Come sempre all'occorrenza, Ciuccio, è pronto alla partenza. Ma stavolta Ciappo, arcano, Ben gli afferra il deretano. Poi gli strilla indispettito: Minacciando con un dito: "Ti te restett chi ancamò, "Tu resti qui ancora, O te rompi , in co el comò". O ti rompo in testa il cassettone! Sem insemma, t'é capii? Siamo insieme! Hai capito? Fin che scampom, tucc e tri. Per tutta la vita, tutti e tre! Te vorevett via scappàa? Tu volevi scappare? Mi te metti a lavuràa!" Invece io ti metto al lavoro!" Prende quindi una forchetta, E impugnatala ben stretta, La dirige, pien di cruccio, Alle terga del reo Ciuccio.. Persuaso, in tal maniera, Ciuccio fa, la buona cera, Ed al Mago ruba, piano, Il Bastone, dalla mano. Fatto il gesto criminoso, Uno sfizio, assai morboso, Or si toglie in via diretta, Ciuccio, nero, per vendetta: Imitando i gesti strani, Con lo Scettro, e con le mani, Ciuccio, Ciappo guarda in viso, Con diabolico sorriso. Poi, gracchiando pien di stizza, Questa frase gli indirizza: "Raglia bene, e raglia chiaro: Sia costui, un bel somaro!".

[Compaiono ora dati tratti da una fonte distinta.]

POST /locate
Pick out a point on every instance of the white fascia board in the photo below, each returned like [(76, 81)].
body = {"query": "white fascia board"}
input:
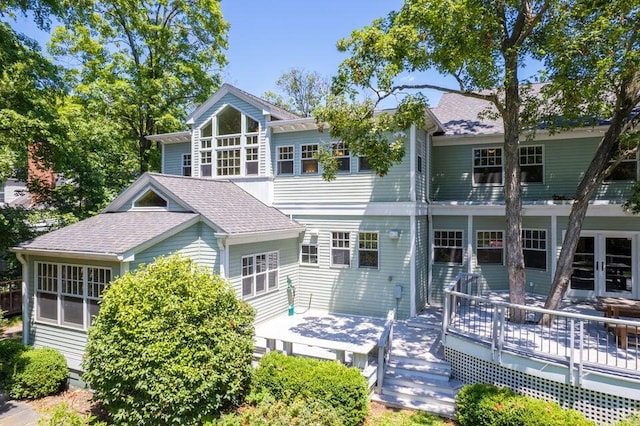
[(258, 237), (406, 208), (540, 135)]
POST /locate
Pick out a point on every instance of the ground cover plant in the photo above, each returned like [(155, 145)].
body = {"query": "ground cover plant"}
[(172, 344)]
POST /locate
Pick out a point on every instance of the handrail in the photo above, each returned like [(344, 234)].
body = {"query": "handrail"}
[(384, 348)]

E così, in un minuto, Ciappo, un ciuco è divenuto, Per cui nulla, ormai può fare, Al di fuori, di ragliare. Cadreghì, terrificato, Ma furbone consumato. Vuol salvar la propria pelle, Da un amico, sì ribelle. Mentre Ciuccio, esterrefatto, Là contempla il suo misfatto, Ei, con due parole buone, Si fa dare, il rio Bastone. La malizia, è riuscita, Cadreghì (salva, la vita), Pensa adesso, quel birbone, Dare a Ciuccio una lezione: Agitando, piano, piano, Il Bastone, e poi la mano, La capoccia sua arrovella, In ricerca, di favella. Ma la frase (ahimè!), non viene, Nella ponza, nulla tiene, Eppur spreme, la meninge, Dai capelli, alla laringe Dopo un'ora e forse più, Lancia un urlo da Landrù: "Ho trovato! Ho trovato! L' ignoranza, ho sgominato! E pronuncia, tale quale, Questa formula fatale: "Della sorte, non mi lagno: Che il somaro, abbia compagno!" E' così che, per abbaglio, La Magìa fa grande sbaglio: Salvo è Ciuccio, e guarda lì; Il somaro è Cadreghì. Dal trambusto, indiavolato, Mago Buono, è ridestato, E comprende, in un momento, Ogni nuovo avvenimento Adirato, è il pio Stregone, Osservando, il suo Bastone, Tutto nero, divenuto, Pe' i misfatti, che ha compiuto. "O mocciosi ragazzoli!", Egli urla ai tre mariuoli, "Non farò più cose buone, Con 'sto lurido Bastone! Un momento, v'ho lasciato: Che m'avete, combinato? D'uno Scettro senza pari, Resta un Ciuccio e due Somari! Basta là. Adesso avrete, Tutto ciò, che vi compete: Con voi rompo, tutti i ponti: Salderete, i vostri conti!" Dopo aver così sbraitato, E il Bastone raccattato, Mago Buono, con furore, Urla, mentre il giorno muore: "Presunzione e ignoranza, Tosto empiono una stanza, Per punirli del dispetto Sian costoro senza tetto!".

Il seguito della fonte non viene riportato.